Deloitte Human Capital Trends 2019 shows a significant rise in social enterprises in 2019 and exposes shifting values from customer and employee satisfaction to external societal impact (e.g. diversity, inequality, environment) as “top factor used to measure success when evaluating annual performance”. Utilising the services ‘at hand’ the big 4 play an active part in developing innovative entrepreneurship ideas and empowering social entrepreneurs across the country, who deliver impact locally and globally, through their training schemes.
The Nominet Trust Rankings 100 prove “that you don’t need to wait for governments to introduce policies or big business to provide the backing but that, with some enthusiasm and access to basic technology, it is possible to make a significant social impact”.

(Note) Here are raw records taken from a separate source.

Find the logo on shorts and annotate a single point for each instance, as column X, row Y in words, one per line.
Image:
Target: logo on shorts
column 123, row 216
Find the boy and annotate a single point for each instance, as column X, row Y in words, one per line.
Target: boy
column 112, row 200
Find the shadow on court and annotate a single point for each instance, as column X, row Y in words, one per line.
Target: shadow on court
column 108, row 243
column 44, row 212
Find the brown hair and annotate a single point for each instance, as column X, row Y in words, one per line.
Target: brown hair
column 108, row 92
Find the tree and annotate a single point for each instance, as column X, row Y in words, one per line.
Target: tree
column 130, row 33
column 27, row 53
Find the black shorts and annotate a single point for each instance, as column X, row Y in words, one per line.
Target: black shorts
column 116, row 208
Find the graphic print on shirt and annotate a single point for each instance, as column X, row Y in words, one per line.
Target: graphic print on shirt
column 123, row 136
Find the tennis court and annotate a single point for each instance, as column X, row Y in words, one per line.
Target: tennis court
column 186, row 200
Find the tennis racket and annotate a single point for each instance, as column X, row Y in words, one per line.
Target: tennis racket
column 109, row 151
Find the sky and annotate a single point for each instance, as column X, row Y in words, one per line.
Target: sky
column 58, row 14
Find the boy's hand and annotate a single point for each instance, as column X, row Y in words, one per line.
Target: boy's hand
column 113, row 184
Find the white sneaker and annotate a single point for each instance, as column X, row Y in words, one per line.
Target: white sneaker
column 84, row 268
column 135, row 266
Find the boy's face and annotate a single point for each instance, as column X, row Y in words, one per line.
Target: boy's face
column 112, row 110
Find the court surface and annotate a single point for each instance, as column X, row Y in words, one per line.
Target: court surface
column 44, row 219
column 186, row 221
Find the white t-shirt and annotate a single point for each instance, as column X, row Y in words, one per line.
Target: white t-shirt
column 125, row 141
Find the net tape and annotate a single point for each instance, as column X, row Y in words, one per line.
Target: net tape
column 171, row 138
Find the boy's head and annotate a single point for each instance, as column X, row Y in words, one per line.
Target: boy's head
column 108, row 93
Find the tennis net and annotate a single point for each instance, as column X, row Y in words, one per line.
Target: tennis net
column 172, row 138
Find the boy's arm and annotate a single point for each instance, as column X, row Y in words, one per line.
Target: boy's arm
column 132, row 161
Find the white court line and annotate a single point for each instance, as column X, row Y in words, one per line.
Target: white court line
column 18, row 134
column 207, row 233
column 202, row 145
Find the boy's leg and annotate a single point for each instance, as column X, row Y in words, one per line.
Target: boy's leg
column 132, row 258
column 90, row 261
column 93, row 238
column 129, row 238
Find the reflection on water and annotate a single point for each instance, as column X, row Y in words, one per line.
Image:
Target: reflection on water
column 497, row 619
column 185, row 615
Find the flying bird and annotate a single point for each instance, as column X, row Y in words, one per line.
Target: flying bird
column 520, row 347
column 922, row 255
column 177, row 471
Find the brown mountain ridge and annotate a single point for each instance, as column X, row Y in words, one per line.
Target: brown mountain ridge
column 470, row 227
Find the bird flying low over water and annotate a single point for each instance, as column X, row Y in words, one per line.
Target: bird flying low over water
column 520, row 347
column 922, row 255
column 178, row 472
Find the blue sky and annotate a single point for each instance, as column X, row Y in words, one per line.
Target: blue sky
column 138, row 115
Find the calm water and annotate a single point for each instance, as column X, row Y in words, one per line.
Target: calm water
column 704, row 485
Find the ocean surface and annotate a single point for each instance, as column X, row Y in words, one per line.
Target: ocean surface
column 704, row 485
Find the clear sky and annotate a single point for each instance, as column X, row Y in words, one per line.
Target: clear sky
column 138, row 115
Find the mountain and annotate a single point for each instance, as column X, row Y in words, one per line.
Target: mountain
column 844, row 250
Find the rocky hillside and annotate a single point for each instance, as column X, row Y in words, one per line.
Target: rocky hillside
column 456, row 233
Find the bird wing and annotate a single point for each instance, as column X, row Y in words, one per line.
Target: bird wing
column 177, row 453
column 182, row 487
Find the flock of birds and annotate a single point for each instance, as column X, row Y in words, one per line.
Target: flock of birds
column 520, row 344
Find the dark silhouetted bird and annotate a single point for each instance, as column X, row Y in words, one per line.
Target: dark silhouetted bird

Yet, with the increasingly tense political climate, there is a limit to individual good will, determination and financial capabilities to turn profit into social good. The Social Enterprise Global Poll 2019 (by Thomson Reuters Foundation and Deutsche Bank’s ‘Made for Good’ initiative) positions the UK 13th on the list of countries in which social entrepreneurs thrive – encouraged by: government support; attracting skilled staff; public understanding and changing attitudes towards social businesses; making a living; gaining momentum at the launch and growth stage; access to investments.
Peter Holbrook, CEO, Social Enterprise UK commented on UK’s performance; “the nature of social entrepreneurs is that they are focused and determined about resolving an issue – and they won’t let the lack of political capital or economic uncertainty distract them from their purpose“. Expert’s views substantiate that social enterprises work for the social, environmental and economic betterment without blindly awaiting legislative changes. However, the regulatory environment ought to welcome their growth and actively prevent from lingering outside its frameworks.
Social Investment Tax Relief (SITR) was set up in 2014 to bridge the funding gap for social enterprises, enable organisations to offer their investors tax relief, and ultimately increase availability of capital. Since it launched, for 3 tax years, ‘only 50 social enterprises have raised funds of £5.1m through the scheme’. This is a disappointing result to all in the social investment sphere and not nearly enough from the government to incentivise constructive social change, with SITR waning in strength, importance and influence.
The upward trend of social enterprises, increasingly favoured by variety of stakeholders and the civil society, calls for further engagement of the public and private sector to enable them to scale the impact they deliver and profitably succeed in the business sphere.